- USD/INR prints four-day downtrend, refreshes intraday low of late.
- MACD signals turn bearish for the first time since November 22, break of 75.65 adds to the bearish bias.
- Convergence of 100-DMA, ascending trend line from September appears a tough nut to crack for pair sellers.
USD/INR stands on the slippery ground near 75.50, down 0.22% intraday while printing a four-day fall heading into Wednesday’s European session.
The Indian rupee (INR) pair’s latest losses could be linked to its declines below the double-tops marked during April and October, around 75.65. Adding to the bearish bias is the recently flashed red MACD signal.

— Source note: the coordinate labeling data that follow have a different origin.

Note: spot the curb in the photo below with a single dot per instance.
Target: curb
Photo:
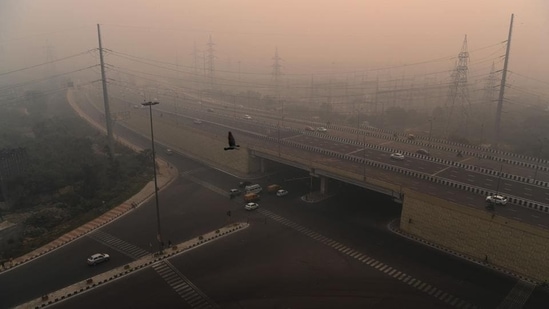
(117, 273)
(104, 219)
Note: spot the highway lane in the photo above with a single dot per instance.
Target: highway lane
(490, 182)
(199, 209)
(248, 129)
(438, 148)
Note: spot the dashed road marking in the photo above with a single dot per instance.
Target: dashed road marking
(118, 244)
(182, 286)
(371, 262)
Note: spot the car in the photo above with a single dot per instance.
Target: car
(397, 156)
(496, 199)
(251, 206)
(243, 184)
(98, 258)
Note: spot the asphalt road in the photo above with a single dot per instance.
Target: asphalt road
(247, 130)
(281, 262)
(336, 253)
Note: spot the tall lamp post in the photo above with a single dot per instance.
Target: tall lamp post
(158, 234)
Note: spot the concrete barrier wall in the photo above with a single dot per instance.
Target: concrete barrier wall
(483, 235)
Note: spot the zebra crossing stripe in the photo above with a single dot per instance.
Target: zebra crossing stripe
(401, 276)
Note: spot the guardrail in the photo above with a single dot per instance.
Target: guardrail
(455, 184)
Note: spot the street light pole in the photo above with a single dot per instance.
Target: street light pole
(158, 233)
(430, 131)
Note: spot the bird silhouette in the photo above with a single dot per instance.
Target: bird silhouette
(232, 143)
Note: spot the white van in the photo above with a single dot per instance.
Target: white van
(253, 188)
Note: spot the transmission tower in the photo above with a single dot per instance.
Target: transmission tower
(276, 73)
(458, 93)
(210, 63)
(49, 53)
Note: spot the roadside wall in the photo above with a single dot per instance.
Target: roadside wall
(483, 235)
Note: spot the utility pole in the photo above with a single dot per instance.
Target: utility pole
(502, 87)
(276, 73)
(458, 88)
(106, 98)
(211, 63)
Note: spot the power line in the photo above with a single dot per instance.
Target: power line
(45, 63)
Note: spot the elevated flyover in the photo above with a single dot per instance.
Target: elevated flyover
(445, 211)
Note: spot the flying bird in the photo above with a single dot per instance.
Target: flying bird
(232, 143)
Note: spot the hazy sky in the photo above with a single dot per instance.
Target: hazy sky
(312, 36)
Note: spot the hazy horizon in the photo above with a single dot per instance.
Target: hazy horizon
(312, 37)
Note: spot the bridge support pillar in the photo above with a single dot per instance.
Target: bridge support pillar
(323, 184)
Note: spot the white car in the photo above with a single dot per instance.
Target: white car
(98, 258)
(496, 199)
(251, 206)
(397, 156)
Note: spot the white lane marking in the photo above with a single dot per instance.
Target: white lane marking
(393, 272)
(442, 170)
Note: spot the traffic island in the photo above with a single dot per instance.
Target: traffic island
(117, 273)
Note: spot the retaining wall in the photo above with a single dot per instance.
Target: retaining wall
(483, 235)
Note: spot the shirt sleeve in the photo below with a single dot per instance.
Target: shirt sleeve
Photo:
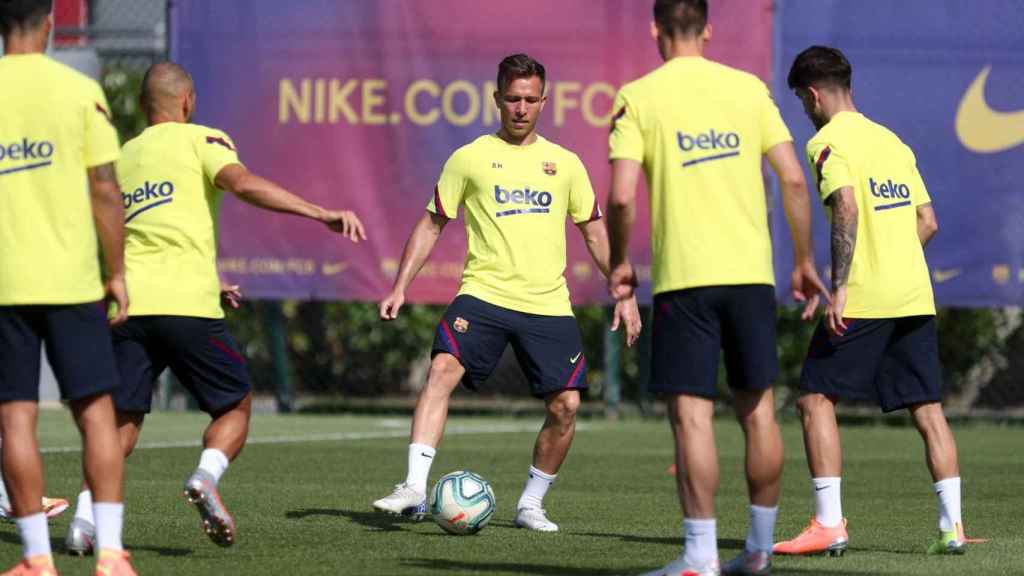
(773, 128)
(830, 168)
(101, 146)
(918, 188)
(626, 140)
(583, 202)
(451, 188)
(216, 151)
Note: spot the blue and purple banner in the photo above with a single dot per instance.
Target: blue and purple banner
(357, 105)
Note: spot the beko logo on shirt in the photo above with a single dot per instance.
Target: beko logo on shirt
(38, 153)
(889, 190)
(160, 193)
(538, 201)
(724, 145)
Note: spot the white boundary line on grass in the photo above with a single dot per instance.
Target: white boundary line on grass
(457, 429)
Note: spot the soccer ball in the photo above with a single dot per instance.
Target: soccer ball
(462, 502)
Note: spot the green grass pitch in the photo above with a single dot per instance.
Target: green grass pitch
(301, 491)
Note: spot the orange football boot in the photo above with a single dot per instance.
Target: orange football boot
(816, 539)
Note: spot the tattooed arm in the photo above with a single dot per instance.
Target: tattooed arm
(109, 215)
(844, 240)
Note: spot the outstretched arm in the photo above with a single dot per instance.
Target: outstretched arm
(418, 248)
(109, 215)
(928, 225)
(797, 204)
(596, 237)
(844, 241)
(621, 214)
(265, 194)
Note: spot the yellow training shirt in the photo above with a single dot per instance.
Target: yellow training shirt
(54, 124)
(889, 275)
(515, 201)
(699, 128)
(171, 208)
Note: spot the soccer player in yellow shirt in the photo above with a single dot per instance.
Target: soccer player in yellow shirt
(57, 192)
(878, 339)
(698, 129)
(516, 190)
(172, 176)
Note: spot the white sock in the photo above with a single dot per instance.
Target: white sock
(213, 461)
(827, 504)
(762, 534)
(35, 535)
(537, 486)
(83, 508)
(699, 541)
(110, 518)
(949, 504)
(420, 458)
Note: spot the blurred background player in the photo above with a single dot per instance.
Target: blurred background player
(59, 149)
(878, 339)
(516, 190)
(699, 130)
(172, 175)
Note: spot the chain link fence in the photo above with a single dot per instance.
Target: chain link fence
(116, 40)
(340, 351)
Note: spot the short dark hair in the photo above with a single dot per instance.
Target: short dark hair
(682, 18)
(820, 67)
(516, 67)
(23, 14)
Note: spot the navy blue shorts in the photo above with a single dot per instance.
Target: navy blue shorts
(78, 347)
(693, 326)
(549, 347)
(893, 362)
(199, 352)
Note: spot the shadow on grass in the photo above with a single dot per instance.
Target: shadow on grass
(377, 521)
(515, 568)
(723, 543)
(455, 566)
(57, 545)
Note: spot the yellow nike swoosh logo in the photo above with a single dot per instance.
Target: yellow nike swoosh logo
(941, 276)
(985, 130)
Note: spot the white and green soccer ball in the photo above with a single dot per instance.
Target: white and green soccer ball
(462, 502)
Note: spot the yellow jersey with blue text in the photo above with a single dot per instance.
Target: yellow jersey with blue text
(515, 201)
(888, 276)
(700, 128)
(54, 124)
(167, 178)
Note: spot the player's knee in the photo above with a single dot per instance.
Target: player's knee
(930, 419)
(809, 404)
(564, 406)
(445, 371)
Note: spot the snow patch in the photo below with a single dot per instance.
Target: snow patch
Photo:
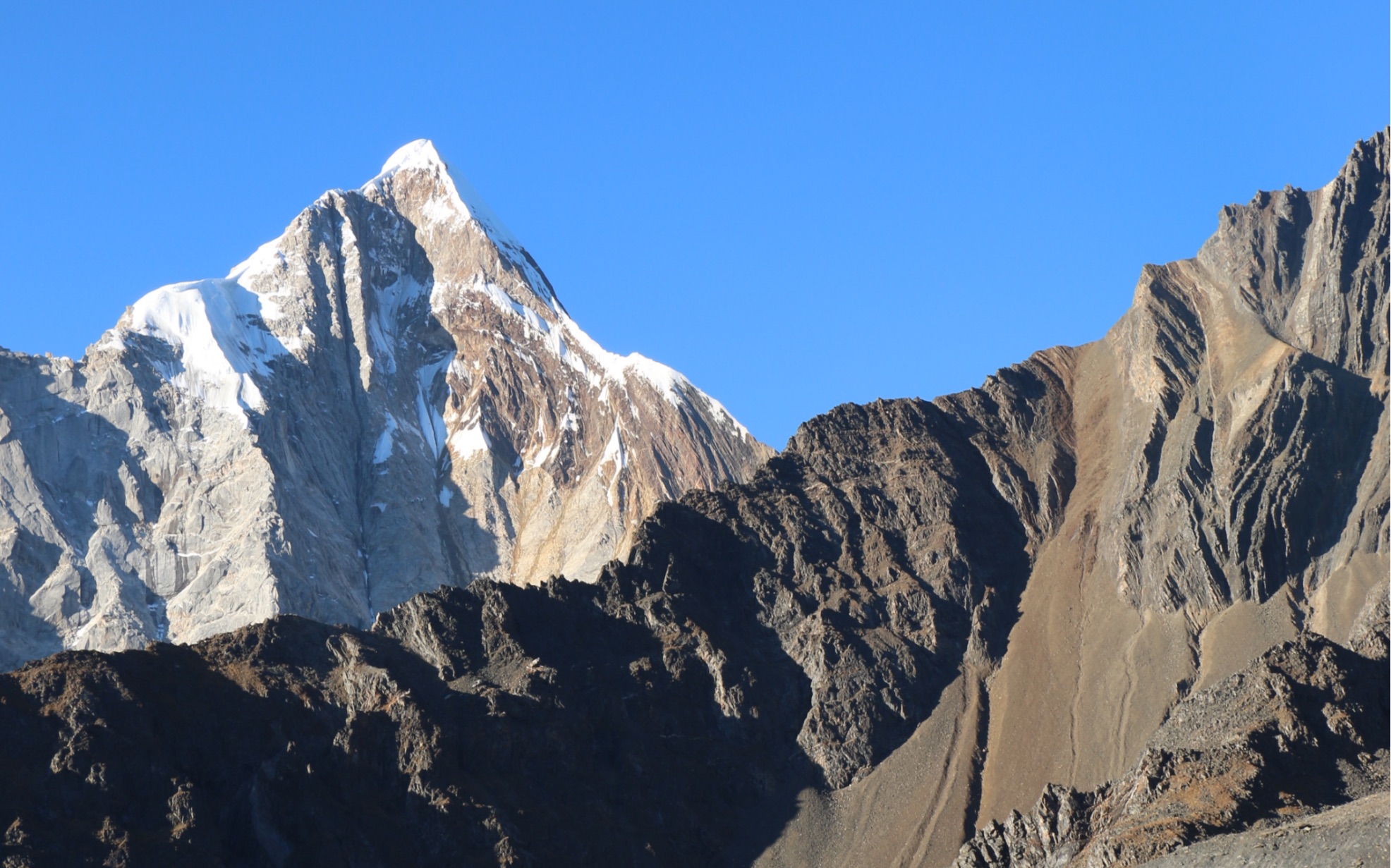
(469, 441)
(462, 204)
(217, 329)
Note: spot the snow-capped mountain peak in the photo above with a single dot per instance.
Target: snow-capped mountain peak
(384, 398)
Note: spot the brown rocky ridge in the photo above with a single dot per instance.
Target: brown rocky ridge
(1145, 577)
(386, 398)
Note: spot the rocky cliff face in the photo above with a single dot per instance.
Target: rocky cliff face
(1301, 729)
(386, 398)
(1046, 580)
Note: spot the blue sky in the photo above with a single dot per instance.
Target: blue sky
(796, 204)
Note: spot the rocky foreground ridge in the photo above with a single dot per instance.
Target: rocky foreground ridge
(386, 398)
(1145, 577)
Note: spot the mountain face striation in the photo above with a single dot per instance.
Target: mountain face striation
(386, 398)
(1119, 599)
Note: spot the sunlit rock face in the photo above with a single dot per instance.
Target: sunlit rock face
(386, 398)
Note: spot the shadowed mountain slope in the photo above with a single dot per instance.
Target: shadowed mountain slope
(904, 626)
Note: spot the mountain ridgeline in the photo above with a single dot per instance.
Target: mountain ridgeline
(386, 398)
(1119, 599)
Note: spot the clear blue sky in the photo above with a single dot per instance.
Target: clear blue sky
(794, 204)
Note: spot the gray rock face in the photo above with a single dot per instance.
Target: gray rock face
(384, 400)
(1083, 553)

However, the 21-DMA level surrounding 75.45 challenges short-term downside ahead of directing the USD/INR bears to November’s high of 75.19 and July’s peak of 75.00.
It should be noted, however, that the pair’s weakness past 75.00 will be challenged by the 100-DMA and a three-month-old rising support line, near 74.50.
On the flip side, a daily closing beyond 75.65 will aim for the 76.00 threshold but the 76.30 level could test the USD/INR bulls afterward.
In a case where the pair buyers dominate past 76.30, the recently flashed multi-month high near 76.60 and the 77.00 will be in focus.